Osterfestspiele in Baden-Baden: Mit Daniel Harding am Pult begeisterten die Berliner Philharmoniker mit der „Alpensinfonie“ von Richard Strauss das Publikum im Festspielhaus.

Im Sommer 1879 unternimmt ein 15-Jähriger eine Bergtour auf den knapp 1800 Meter hohen Heimgarten in Bayern. Beim Abstieg gerät er in ein Gewitter, der Bub verirrt sich und sucht zwölf Stunden lang bei Regen und Sturm den Weg nach Hause. Kurz darauf schreibt er an seinen Freund: “Die Partie war bis zum höchsten Grade interessant und originell. Am nächsten Tage habe ich sie auf dem Klavier dargestellt. Natürlich riesige Tonmalereien und Schmarrn nach Wagner.” Es ist die Geburtsstunde der „Alpensinfonie“, der musikalisch hochbegabte Wanderer heißt Richard Strauss. Seine letzte sinfonische Dichtung ist längst zu einem der berührendsten Werke der spätromantischen Musik geworden. Strauss’ folgt Beethovens Credo für die Programmmusik: „Mehr Ausdruck der Empfindung als Malerei.“ Seine monumentale „Alpensinfonie“ komponierte er für mindestens 107 Orchestermusiker – mit Donnerblech, Windmaschine, Celesta und Orgel.
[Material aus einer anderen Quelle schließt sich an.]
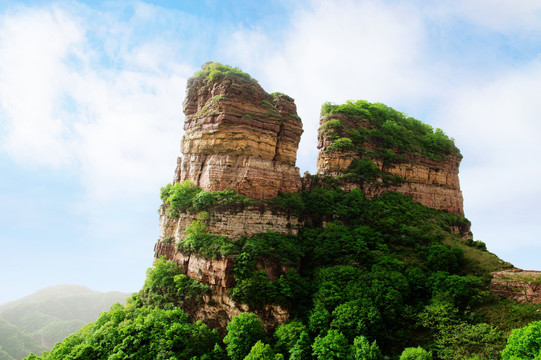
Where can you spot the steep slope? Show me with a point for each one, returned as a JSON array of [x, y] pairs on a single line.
[[379, 149], [368, 257], [38, 321]]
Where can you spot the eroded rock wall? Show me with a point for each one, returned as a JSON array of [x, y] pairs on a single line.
[[517, 284], [239, 137], [432, 183]]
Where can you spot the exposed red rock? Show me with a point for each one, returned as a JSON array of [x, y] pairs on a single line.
[[239, 137], [517, 284], [432, 183]]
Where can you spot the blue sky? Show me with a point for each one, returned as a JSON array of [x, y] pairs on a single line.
[[91, 116]]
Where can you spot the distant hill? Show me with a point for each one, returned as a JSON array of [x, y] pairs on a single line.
[[36, 322]]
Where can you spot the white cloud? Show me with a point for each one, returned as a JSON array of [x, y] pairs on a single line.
[[116, 115], [32, 47]]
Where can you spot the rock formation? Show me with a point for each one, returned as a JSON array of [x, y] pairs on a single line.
[[517, 284], [241, 138], [238, 137], [433, 183]]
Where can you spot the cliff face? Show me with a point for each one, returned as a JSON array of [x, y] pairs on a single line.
[[517, 284], [239, 137], [433, 183]]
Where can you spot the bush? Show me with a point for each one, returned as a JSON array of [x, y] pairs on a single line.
[[417, 353]]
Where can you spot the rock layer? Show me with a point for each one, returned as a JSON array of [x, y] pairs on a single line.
[[432, 183], [239, 137], [217, 308]]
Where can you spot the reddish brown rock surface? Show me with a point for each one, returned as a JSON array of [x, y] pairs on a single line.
[[432, 183], [517, 284], [239, 137]]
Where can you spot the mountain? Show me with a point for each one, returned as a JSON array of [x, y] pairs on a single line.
[[369, 258], [36, 322]]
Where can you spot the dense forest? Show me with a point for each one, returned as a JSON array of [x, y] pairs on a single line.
[[382, 277], [36, 322]]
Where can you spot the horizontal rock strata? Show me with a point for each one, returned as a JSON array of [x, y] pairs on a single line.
[[239, 137], [517, 284], [432, 183]]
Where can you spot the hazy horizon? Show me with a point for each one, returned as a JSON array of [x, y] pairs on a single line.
[[91, 116]]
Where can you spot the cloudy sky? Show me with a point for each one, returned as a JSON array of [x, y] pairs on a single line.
[[91, 116]]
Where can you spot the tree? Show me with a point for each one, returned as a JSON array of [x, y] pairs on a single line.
[[363, 350], [332, 346], [287, 335], [417, 353], [243, 332], [261, 351], [524, 343]]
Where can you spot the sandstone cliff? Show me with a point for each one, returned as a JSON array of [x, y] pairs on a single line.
[[237, 136], [431, 178]]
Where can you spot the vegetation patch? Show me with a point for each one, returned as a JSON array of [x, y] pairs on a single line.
[[390, 130], [181, 197]]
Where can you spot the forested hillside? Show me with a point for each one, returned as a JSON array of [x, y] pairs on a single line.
[[38, 321]]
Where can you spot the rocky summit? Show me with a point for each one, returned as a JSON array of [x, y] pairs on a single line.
[[239, 137]]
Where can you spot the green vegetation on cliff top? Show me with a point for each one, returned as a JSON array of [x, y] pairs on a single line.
[[364, 278], [395, 134], [38, 321]]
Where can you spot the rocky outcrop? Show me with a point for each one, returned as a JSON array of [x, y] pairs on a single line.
[[217, 308], [232, 223], [432, 183], [239, 137], [517, 284]]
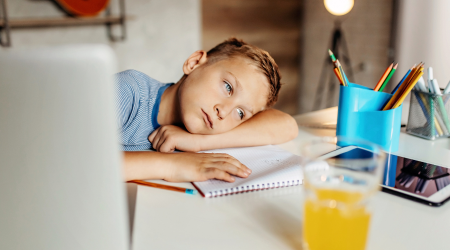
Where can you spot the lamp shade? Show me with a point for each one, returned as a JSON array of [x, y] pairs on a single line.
[[339, 7]]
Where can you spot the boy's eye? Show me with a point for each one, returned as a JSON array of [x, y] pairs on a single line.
[[240, 113], [228, 87]]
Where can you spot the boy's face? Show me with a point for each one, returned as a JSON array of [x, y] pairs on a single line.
[[216, 98]]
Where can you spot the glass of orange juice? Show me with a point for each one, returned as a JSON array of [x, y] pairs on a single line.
[[339, 188]]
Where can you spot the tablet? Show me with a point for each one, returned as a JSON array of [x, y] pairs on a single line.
[[408, 178]]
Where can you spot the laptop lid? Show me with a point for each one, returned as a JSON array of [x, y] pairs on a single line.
[[61, 184]]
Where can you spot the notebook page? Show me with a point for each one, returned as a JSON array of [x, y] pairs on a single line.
[[271, 167]]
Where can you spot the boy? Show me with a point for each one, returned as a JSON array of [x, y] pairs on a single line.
[[222, 101]]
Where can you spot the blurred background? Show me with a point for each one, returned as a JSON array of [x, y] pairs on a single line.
[[156, 36]]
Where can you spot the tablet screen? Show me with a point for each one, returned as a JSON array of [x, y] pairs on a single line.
[[412, 176]]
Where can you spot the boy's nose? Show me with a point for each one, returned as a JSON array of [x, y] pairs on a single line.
[[223, 111]]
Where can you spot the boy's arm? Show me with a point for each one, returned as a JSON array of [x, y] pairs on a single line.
[[268, 127], [182, 167]]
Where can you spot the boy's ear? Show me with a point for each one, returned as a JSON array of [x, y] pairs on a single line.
[[196, 59]]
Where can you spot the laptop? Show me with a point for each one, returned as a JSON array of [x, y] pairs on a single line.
[[61, 183]]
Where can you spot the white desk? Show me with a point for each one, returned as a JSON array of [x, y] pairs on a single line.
[[271, 219]]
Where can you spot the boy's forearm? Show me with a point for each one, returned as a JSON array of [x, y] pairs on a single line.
[[268, 127], [143, 165]]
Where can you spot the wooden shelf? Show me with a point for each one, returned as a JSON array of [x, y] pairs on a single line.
[[62, 21], [108, 20]]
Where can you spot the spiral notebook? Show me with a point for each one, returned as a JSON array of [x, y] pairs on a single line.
[[271, 166]]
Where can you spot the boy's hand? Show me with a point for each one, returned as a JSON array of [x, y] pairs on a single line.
[[204, 166], [167, 138]]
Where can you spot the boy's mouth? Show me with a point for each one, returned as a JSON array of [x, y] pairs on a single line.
[[207, 120]]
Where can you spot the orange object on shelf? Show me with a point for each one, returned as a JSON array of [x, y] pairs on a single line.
[[83, 7]]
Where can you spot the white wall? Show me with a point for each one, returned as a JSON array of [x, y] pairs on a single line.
[[424, 35], [162, 34]]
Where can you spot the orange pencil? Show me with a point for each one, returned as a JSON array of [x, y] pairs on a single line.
[[383, 77], [166, 187], [400, 90], [336, 72], [404, 87], [406, 92]]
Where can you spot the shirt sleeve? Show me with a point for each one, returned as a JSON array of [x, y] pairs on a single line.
[[127, 98]]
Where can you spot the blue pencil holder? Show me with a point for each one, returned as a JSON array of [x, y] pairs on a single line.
[[360, 117]]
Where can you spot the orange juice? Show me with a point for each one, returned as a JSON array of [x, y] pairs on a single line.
[[335, 220]]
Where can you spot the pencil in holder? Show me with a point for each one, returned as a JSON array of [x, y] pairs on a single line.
[[429, 115], [360, 116]]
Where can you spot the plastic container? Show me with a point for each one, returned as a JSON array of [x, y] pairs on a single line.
[[360, 116], [429, 115]]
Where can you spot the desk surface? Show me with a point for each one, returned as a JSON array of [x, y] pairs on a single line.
[[271, 219]]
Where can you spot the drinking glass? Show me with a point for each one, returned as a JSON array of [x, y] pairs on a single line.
[[338, 193]]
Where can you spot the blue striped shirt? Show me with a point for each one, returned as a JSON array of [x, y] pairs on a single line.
[[139, 97]]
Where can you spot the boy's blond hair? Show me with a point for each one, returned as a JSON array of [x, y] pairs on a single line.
[[260, 58]]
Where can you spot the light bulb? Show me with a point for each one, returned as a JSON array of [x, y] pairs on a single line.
[[339, 7]]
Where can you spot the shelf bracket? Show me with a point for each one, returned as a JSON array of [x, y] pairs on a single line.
[[5, 38], [122, 36]]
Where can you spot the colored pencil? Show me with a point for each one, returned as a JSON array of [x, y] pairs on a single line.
[[342, 73], [403, 79], [388, 78], [333, 58], [166, 187], [338, 75], [383, 77], [401, 89], [406, 92]]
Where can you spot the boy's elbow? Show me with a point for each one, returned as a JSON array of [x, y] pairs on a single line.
[[292, 128]]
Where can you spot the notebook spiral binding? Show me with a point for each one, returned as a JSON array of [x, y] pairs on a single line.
[[248, 188]]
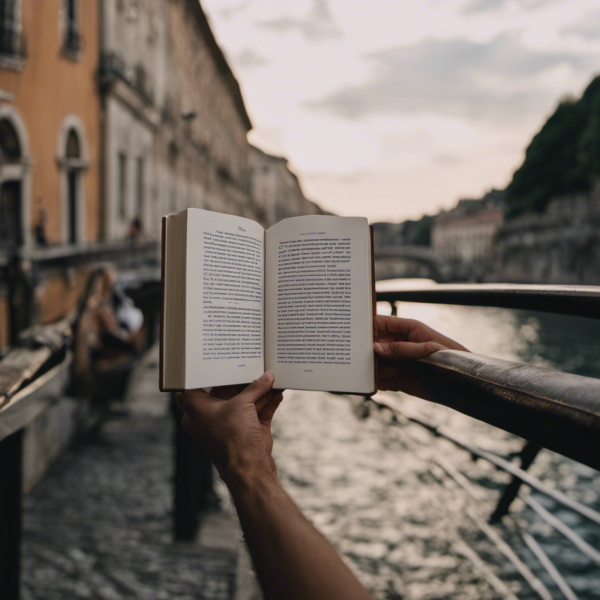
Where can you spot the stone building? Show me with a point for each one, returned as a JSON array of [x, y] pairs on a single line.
[[275, 190], [467, 233], [201, 149], [49, 144], [558, 246], [133, 85]]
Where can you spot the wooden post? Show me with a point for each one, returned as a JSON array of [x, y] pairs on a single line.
[[528, 454], [193, 482], [11, 514]]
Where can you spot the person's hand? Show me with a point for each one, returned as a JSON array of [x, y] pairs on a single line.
[[401, 340], [232, 424]]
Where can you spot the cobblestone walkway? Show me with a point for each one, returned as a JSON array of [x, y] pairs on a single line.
[[98, 526]]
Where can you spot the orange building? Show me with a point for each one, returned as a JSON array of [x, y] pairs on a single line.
[[49, 131]]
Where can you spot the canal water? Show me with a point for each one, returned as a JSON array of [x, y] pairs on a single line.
[[380, 489]]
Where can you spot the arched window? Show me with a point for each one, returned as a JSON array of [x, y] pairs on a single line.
[[11, 42], [72, 37], [73, 161], [73, 168], [11, 186]]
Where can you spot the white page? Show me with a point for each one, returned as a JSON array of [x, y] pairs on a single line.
[[225, 300], [318, 304]]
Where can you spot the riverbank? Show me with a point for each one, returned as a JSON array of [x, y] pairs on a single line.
[[99, 524]]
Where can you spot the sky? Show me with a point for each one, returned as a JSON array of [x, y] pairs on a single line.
[[392, 109]]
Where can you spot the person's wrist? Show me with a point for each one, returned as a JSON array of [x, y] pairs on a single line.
[[244, 483]]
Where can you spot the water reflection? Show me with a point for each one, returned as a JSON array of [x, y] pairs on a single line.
[[377, 491]]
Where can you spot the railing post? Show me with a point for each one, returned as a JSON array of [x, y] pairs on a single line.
[[193, 482], [528, 454], [11, 514]]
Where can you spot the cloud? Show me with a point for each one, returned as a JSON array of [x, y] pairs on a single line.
[[231, 11], [479, 6], [588, 28], [500, 79], [317, 25], [482, 6], [248, 59]]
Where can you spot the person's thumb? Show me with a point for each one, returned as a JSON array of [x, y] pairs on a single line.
[[406, 350], [258, 388]]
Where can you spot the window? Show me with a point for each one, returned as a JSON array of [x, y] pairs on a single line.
[[72, 39], [10, 28], [11, 228], [73, 156], [122, 185], [140, 188]]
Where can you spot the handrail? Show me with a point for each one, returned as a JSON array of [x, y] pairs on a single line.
[[576, 300], [558, 411], [23, 364]]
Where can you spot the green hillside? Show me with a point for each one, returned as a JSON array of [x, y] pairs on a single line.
[[563, 157]]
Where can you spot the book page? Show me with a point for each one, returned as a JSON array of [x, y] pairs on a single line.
[[319, 320], [224, 302]]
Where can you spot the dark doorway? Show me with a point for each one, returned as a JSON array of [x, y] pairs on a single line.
[[11, 231], [72, 178]]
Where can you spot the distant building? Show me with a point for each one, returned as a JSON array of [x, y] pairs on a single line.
[[467, 233], [133, 84], [49, 148], [275, 190], [201, 149]]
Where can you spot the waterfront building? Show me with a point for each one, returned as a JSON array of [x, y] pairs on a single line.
[[133, 87], [467, 233], [559, 245], [201, 148], [49, 147], [276, 192]]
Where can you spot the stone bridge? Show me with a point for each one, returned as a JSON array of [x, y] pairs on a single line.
[[410, 262]]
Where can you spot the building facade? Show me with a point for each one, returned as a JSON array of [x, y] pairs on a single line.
[[201, 149], [49, 142], [467, 233], [133, 87], [276, 192]]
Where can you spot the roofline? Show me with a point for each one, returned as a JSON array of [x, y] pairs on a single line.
[[222, 64], [274, 157]]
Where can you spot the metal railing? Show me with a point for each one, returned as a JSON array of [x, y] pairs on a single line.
[[548, 408]]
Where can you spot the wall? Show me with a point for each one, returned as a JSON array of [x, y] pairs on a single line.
[[50, 87]]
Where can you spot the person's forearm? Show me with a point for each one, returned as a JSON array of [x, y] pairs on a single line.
[[292, 559]]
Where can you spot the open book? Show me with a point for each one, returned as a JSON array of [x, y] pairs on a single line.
[[295, 299]]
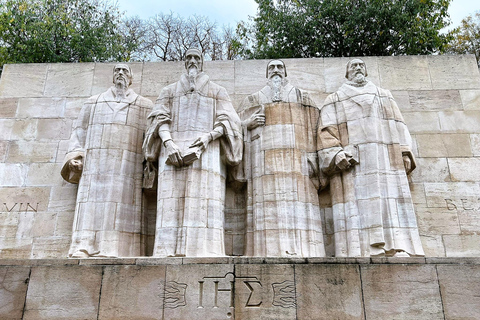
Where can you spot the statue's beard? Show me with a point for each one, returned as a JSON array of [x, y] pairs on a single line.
[[276, 82], [358, 79], [192, 76], [121, 87]]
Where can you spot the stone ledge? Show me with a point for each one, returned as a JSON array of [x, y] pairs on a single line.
[[146, 261]]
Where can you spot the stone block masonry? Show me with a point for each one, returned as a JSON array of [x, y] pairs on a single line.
[[240, 288]]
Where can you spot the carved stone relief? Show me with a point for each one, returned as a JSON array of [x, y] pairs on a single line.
[[194, 133], [365, 158], [105, 159]]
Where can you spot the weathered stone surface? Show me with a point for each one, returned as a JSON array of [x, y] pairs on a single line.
[[462, 245], [401, 292], [452, 196], [459, 286], [8, 107], [44, 174], [434, 221], [427, 100], [23, 199], [422, 122], [51, 246], [460, 121], [13, 74], [470, 99], [221, 73], [265, 292], [133, 292], [24, 129], [452, 72], [31, 151], [3, 150], [431, 170], [250, 75], [205, 291], [403, 100], [6, 127], [53, 129], [332, 291], [63, 293], [13, 175], [460, 169], [69, 79], [13, 288], [445, 145], [433, 245], [404, 73], [41, 107]]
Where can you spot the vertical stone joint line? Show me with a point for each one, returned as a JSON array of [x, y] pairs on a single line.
[[100, 293], [26, 292], [440, 291], [361, 290]]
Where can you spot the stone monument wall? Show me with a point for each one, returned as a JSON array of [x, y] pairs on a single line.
[[439, 97]]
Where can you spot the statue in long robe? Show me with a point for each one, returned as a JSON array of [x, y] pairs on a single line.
[[194, 132], [105, 159], [365, 156], [280, 127]]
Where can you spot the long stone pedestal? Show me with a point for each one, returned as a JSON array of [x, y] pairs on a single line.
[[241, 288]]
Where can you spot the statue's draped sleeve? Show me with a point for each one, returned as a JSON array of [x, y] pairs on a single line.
[[328, 140], [160, 115], [392, 111], [76, 149], [227, 118]]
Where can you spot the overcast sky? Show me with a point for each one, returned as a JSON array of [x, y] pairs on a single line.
[[232, 11]]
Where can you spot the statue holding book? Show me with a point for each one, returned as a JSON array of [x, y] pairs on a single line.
[[195, 134]]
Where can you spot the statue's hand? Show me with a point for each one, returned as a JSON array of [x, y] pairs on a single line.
[[202, 142], [173, 153], [76, 165], [407, 163], [342, 160], [255, 120]]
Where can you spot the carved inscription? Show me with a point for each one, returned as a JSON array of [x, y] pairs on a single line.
[[250, 285], [462, 204], [174, 295], [284, 294], [21, 207], [221, 285]]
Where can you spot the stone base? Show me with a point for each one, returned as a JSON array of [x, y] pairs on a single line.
[[241, 288]]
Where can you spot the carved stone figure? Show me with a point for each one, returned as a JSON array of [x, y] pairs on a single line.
[[105, 159], [194, 132], [280, 126], [365, 156]]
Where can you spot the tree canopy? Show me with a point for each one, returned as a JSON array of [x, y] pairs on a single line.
[[335, 28], [466, 38], [59, 31]]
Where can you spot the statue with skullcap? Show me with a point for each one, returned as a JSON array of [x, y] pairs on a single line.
[[105, 159], [194, 135]]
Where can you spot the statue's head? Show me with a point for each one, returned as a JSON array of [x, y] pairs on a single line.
[[122, 74], [194, 59], [276, 67], [356, 68]]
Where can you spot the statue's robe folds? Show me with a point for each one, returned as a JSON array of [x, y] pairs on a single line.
[[108, 136], [191, 199], [373, 211], [283, 214]]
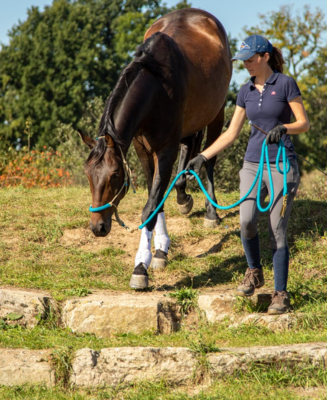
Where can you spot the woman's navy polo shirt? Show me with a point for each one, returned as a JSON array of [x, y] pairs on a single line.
[[266, 110]]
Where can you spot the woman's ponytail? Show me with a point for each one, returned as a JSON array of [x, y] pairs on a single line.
[[276, 60]]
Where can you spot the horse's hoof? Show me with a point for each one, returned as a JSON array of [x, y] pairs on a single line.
[[158, 263], [139, 278], [211, 223], [187, 207]]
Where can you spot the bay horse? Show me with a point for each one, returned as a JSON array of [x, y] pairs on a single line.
[[174, 88]]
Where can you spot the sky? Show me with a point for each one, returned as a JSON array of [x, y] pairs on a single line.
[[233, 14]]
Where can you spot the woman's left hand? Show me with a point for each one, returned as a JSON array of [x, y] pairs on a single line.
[[275, 134]]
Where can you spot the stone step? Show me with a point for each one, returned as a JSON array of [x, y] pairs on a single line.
[[110, 367], [21, 366], [116, 313], [109, 313], [25, 308], [125, 365]]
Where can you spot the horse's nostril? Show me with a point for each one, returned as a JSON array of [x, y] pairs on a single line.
[[102, 228]]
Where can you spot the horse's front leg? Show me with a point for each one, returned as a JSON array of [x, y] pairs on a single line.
[[161, 243], [212, 219], [139, 278], [190, 146]]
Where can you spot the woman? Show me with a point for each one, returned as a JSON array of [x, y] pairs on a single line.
[[268, 100]]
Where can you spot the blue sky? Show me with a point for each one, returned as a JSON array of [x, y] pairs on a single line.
[[233, 14]]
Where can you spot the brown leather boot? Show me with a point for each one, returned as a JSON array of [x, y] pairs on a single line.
[[280, 303], [253, 279]]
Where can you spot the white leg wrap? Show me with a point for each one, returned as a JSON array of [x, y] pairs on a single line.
[[144, 254], [161, 240]]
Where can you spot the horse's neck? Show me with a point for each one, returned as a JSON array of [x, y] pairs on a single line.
[[134, 108]]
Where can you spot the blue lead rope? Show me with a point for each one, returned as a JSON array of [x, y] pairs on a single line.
[[264, 154]]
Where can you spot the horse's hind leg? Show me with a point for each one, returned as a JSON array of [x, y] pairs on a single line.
[[214, 129], [190, 146], [139, 279], [161, 243]]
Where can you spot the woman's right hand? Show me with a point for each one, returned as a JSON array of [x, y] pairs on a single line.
[[195, 164]]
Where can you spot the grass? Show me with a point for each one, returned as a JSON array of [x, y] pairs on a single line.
[[34, 255]]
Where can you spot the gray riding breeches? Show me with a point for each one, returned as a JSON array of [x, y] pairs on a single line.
[[249, 211]]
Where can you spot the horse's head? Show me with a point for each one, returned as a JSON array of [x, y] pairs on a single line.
[[105, 172]]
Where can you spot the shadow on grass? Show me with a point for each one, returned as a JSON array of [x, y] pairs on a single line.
[[308, 221]]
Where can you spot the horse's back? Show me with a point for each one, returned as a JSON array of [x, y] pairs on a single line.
[[204, 44]]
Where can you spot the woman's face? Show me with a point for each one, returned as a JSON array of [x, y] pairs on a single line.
[[256, 64]]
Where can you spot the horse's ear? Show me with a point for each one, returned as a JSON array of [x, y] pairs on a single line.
[[86, 139], [109, 140]]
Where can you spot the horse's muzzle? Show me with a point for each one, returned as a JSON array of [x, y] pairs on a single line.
[[101, 228]]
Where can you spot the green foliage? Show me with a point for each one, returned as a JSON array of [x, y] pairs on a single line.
[[62, 361], [62, 57], [185, 298], [300, 36], [79, 292]]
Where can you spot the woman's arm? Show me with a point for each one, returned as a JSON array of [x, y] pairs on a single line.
[[301, 123], [229, 136]]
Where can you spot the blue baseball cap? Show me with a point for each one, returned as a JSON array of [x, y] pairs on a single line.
[[252, 45]]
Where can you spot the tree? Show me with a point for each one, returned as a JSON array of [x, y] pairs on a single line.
[[303, 44], [62, 57]]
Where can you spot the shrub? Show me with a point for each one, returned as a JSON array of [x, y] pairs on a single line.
[[34, 168]]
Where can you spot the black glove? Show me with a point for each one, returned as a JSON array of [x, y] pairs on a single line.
[[195, 164], [275, 134]]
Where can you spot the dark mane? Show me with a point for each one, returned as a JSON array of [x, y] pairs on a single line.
[[161, 56]]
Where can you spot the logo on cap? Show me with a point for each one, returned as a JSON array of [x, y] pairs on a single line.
[[244, 46]]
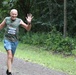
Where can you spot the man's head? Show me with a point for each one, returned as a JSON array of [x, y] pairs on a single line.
[[13, 14]]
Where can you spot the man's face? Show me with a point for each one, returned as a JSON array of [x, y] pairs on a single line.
[[13, 14]]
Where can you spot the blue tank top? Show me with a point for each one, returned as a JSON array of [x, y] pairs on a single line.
[[12, 28]]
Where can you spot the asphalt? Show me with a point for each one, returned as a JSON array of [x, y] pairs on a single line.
[[21, 67]]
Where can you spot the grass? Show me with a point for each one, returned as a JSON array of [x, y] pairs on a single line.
[[39, 55]]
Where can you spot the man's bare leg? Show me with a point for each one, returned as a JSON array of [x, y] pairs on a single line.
[[10, 57]]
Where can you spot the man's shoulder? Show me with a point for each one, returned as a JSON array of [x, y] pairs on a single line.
[[7, 18], [18, 18]]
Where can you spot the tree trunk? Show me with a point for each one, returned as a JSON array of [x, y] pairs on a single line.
[[65, 19]]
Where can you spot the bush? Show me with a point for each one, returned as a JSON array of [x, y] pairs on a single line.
[[53, 41]]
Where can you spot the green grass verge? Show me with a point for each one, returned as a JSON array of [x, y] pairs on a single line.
[[39, 55]]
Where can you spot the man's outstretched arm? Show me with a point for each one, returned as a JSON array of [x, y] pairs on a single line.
[[28, 25]]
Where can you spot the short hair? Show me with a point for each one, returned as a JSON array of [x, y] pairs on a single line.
[[14, 10]]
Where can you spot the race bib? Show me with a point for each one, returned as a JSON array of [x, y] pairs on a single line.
[[11, 30]]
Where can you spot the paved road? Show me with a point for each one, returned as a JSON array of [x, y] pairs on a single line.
[[21, 67]]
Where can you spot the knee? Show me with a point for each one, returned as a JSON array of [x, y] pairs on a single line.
[[9, 56]]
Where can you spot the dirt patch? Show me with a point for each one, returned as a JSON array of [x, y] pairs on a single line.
[[21, 67]]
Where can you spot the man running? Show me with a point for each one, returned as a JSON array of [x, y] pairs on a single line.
[[11, 25]]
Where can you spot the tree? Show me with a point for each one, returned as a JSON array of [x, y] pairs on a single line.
[[65, 19]]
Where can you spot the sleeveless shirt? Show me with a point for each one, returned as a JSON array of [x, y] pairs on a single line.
[[12, 29]]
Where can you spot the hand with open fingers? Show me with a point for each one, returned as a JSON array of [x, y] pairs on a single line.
[[29, 18]]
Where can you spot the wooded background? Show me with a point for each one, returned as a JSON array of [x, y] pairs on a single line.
[[47, 13]]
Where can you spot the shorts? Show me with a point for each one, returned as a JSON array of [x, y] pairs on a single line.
[[9, 45]]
Entsprechend gedrängt ging es zu auf der Bühne des Festspielhauses.

 

 

Am Pult im Baden-Badener Festspielhaus: Daniel Harding. Der gebürtige Oxforder begann seine Karriere als Assistent von Simon Rattle beim City of Birmingham Symphony Orchestra und von Claudio Abbado bei den Berliner Philharmonikern. Mit seinen 42 Jahren wirkt Harding immer noch jungenhaft. Der Brite mit Pilotenlizenz und Flugsimulator in seinem Haus in Frankreich ist Mitglied der Königlichen Schwedischen Akademie der Musik und wurde im vergangenen Jahr zum Offizier des französischen Ordens der Schönen Künste und Literatur ernannt. Das Orchester leise zu halten, durchsichtig zu sein und an den richtigen Stellen brachial zuzuschlagen zählt zu den größten Herausforderungen der „Alpensinfonie“. Harding, der mit 17 Jahren erstmals ein Orchester dirigierte, zeigt sich dieser Aufgabe auf eine bewundernswerte Weise gewachsen. Er arbeitet die Dramaturgie penibel heraus und lässt die „Alpensinfonie“ mit außergewöhnlicher Plastizität und Transparenz auferstehen. Man ist umhüllt von der Musik, vergisst das Außen.

 

 

Harding kann sich jederzeit auf die stupende Musikalität seines Ensembles verlassen: zart, weich und durchhörbar an den leisen Stellen, fulminant in der Darstellung von Sturm und Gewitter, ohne ausufernd zu sein. Die musikalische Bergwanderung – vom gleißenden Sonnenaufgang über die friedliche Kuhglocken-Alm bis zum gewitterumtosten Abstieg in der Kombination Harding und Berliner Philharmoniker berührt buchstäblich die Seele. Stehende Ovationen im Festspielhaus.

 

 

Der erste Teil des Abends stand im Zeichen des kanadischen Weltklasse-Baritons Gerald Finley mit von Max Reger, Hector Berlioz und Johannes Brahms zu Orchesterfassungen umgearbeiteten Liedern von Franz Schubert – darunter das berühmte Lied „Erlkönig“ nach dem gleichnamigen Gedicht von Johann Wolfgang von Goethe. Maestro Harding versteht sein Orchester behutsam zu zügeln, um Gerald Finley in den Mittelpunkt zu heben. Der dankt es mit höchster Kunst. Allein seine Interpretation von Schuberts “Du bist die Ruh” in der Orchesterfassung von Anton Webern als Zugabe ist die Reise nach Baden-Baden wert.

Das Festspielhaus und die Berliner Philharmoniker haben einen Vertrag zur Fortsetzung der Osterfestspiele unterzeichnet. Die Intendantin der Stiftung Berliner Philharmoniker Andrea Zietzschmann und Festspielhaus- Intendant Andreas Mölich-Zebhauser gaben zwei Tage nach dem Konzert bekannt, dass die Zusammenarbeit zunächst bis 2022 verlängert wird.